Monday, September 19, 2011

The Things They Carried

The title of this novel, along with the title of the first chapter, creates an uneasy sense of understanding for the reader. The things that the soldiers in this novel carry are described by O'Brian as physical objects such as weapons, clothing, and drugs. Behind the scenes however are the things the men truly carry; the mental strain, the feelings of loneliness, and numerous other hardships that come along with a time at war.
The best example is that of First Lieutenant Jimmy Cross; he had to deal with the hardship of being away from his forbidden love Martha. Martha is beauty, she is innocence, in a way Martha is America. All the men carry feelings similar to those of Lieutenant Cross and within that fact lies the first misleading detail from narrator O'Brian. These men sacrifice their lives for the good of what they are fighting for and what they are fighting for is what they will willing die for. Whether that is their family, their love, or their own lives it is all the underlying details of the truth that they fight for their country and they carry with them the thought of their homeland where ever they march.
O'Brian successfully tells us a physical story that is easy to understand and comprehend but at the same time hides details beneath the surface the signal the true meaning of hardship for the men of the Alpha company. So even before you open the first page you are already thrown into a world of illusions just from reading the title. This gives the reader and unsettling feeling from the get-go which could only lead to an entire novel of facts that one will second guess at every turn.
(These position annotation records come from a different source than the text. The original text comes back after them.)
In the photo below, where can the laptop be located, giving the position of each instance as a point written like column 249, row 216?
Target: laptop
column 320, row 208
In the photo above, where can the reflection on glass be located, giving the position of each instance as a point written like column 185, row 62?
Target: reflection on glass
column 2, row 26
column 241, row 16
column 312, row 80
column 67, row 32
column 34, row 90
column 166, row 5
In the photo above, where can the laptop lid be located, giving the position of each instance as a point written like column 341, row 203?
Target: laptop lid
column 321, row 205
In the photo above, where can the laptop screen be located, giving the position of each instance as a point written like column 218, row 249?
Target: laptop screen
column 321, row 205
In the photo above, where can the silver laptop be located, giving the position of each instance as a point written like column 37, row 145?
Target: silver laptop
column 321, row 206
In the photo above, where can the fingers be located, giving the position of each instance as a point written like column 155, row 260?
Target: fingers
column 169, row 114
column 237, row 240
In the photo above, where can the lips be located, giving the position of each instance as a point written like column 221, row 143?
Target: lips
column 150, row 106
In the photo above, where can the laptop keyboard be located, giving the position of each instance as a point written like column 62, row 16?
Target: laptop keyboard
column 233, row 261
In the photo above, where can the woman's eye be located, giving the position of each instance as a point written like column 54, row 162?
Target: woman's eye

I cannot help but get the feeling that throughout this novel I will be reading two stories, one that is written down in words and another that is inbetween the lines written by narrator O'Brian.

1 comment:

  1. We talked in class about how most of O’Brien’s war stories are manufactured or exaggerated; therefore, the only truth we have left in the story is O’Brien’s communication of the emotions people feel in war. Likewise, it makes sense that the connotation of "The Things They Carried" is that the soldiers carried a great deal of emotional baggage. That emotional baggage, despite all the other massive and weighty objects soldiers bore, results in being the heaviest burden of all.
    O’Brien points out why those emotional burdens are the hardest to carry; there is no way to get rid of them. He mentions how soldiers often can and will throw away their rations in order to ease their load. O’Brien contrasts this ability with Lieutenant Cross’s realization that he can never cast aside the burden of guilt he carries for the loss of Ted Lavender, the soldier who died on Cross’s watch. This is the burden that will never leave him, it will always weigh him down.
    I think O’Brien writes the story with this undertone of emotion to illustrate to readers the enormous effect that war has on soldiers' psyches. Many people often think of war in physical terms, with explosions and violence. People often downplay the influence of war on a soldier’s character, thoughts and emotions.